In 2014, Dr. Bethany Murray began a decade-long relationship with sub-Saharan Africa’s Kingdom of Eswatini (formerly Swaziland) by responding to an email request for nursing faculty to accompany students on an Indiana University study-abroad program. This summer Murray is back in Eswatini helping to develop an evaluation plan for the country’s newly adopted system for licensing nurses.
Murray, a clinical assistant professor at the IU School of Nursing, is the project’s principal investigator from the United States and is partnering with key stakeholders in nursing education and hospital-based care. The three-phase study is supported in part by a grant from Sigma Theta Tau International Honor Society of Nursing.
After a 10-year development process, the Eswatini Nursing Council implemented the first entry to practice licensing requirements for registered nurses in Eswatini in 2020. To become a registered nurse, students must graduate from one of the four nursing colleges in the nation and then sit for a written exam. Students are also required to submit a completed nursing board logbook of clinical skills that have been verified by a preceptor and a faculty member.
The step toward licensing nurses in Eswatini is a major one.
“The act of licensing nurses speaks to nursing identity,” Murray said. “What does it mean to be a licensed nurse as opposed to graduating and moving into a nursing position? What does that license symbolize?”
Murray is especially equipped to help the Eswatini Nursing Council gather and review almost four years of data.
“I see myself as a catalyst,” she said. “Oftentimes when there is an opportunity to visit with someone who has an outside perspective, it can function as a great reason to come together to think deeply about an issue.”
Murray’s PhD dissertation focused on social and cultural factors affecting women’s health in Swaziland.
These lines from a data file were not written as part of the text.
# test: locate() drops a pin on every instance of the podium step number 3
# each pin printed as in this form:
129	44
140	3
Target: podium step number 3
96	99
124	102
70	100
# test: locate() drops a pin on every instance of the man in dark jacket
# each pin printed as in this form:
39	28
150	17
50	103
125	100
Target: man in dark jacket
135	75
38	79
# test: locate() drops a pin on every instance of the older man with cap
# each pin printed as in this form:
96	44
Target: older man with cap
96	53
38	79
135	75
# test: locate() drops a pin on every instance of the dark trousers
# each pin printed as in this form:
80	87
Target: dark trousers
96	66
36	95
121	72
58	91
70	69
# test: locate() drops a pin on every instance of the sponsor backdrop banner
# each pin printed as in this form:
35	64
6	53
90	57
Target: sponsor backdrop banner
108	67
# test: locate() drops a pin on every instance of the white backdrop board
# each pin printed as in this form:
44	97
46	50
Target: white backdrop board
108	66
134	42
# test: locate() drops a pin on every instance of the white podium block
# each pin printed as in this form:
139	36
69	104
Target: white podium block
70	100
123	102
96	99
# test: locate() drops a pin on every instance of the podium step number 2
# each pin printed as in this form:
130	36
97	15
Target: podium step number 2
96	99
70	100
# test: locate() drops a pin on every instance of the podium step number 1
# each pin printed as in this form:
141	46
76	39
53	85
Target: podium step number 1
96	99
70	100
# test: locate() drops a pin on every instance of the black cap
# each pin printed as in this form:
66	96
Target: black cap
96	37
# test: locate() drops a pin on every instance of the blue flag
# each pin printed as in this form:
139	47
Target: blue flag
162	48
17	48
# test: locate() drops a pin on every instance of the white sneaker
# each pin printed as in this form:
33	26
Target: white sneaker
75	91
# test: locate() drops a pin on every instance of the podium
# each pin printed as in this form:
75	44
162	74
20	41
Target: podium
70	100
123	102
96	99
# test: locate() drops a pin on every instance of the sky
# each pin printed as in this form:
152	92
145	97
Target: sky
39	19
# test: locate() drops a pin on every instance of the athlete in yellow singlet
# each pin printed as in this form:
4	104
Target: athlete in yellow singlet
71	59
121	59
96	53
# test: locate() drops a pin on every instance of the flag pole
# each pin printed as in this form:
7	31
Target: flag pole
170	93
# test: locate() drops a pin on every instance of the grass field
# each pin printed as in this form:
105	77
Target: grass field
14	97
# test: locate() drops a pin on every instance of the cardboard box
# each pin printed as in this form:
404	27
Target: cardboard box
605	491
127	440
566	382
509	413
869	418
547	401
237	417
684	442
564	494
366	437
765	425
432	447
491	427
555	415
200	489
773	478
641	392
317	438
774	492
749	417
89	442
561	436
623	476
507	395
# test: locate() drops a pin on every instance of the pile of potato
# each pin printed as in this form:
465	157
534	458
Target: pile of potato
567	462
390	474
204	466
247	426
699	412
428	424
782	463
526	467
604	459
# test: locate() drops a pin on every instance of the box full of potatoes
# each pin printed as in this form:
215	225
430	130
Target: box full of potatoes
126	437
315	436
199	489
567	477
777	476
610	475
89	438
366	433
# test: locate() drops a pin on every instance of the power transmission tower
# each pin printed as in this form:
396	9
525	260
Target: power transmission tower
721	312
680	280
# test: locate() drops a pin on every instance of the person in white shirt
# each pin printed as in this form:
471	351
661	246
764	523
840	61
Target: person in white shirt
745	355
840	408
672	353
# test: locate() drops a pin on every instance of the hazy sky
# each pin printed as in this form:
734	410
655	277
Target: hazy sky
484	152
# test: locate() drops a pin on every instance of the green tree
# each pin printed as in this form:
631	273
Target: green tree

Her research plus her experience with clinical education, interest in nursing identity, and skills in facilitating important conversations prepared her well.
“There is so much we have to learn from how other people function and work,” she said. “We, in the United States, can’t really imagine what it’s like to practice nursing in Eswatini, and the Swazi cannot imagine how we practice nursing in the United States. By putting the two experiences together, both nations can imagine the unimaginable.”
The final phase of the study will be complete in December, and Murray’s hope is that the Eswatini Nursing Council will have a plan to distribute the findings along with recommendations for improvements.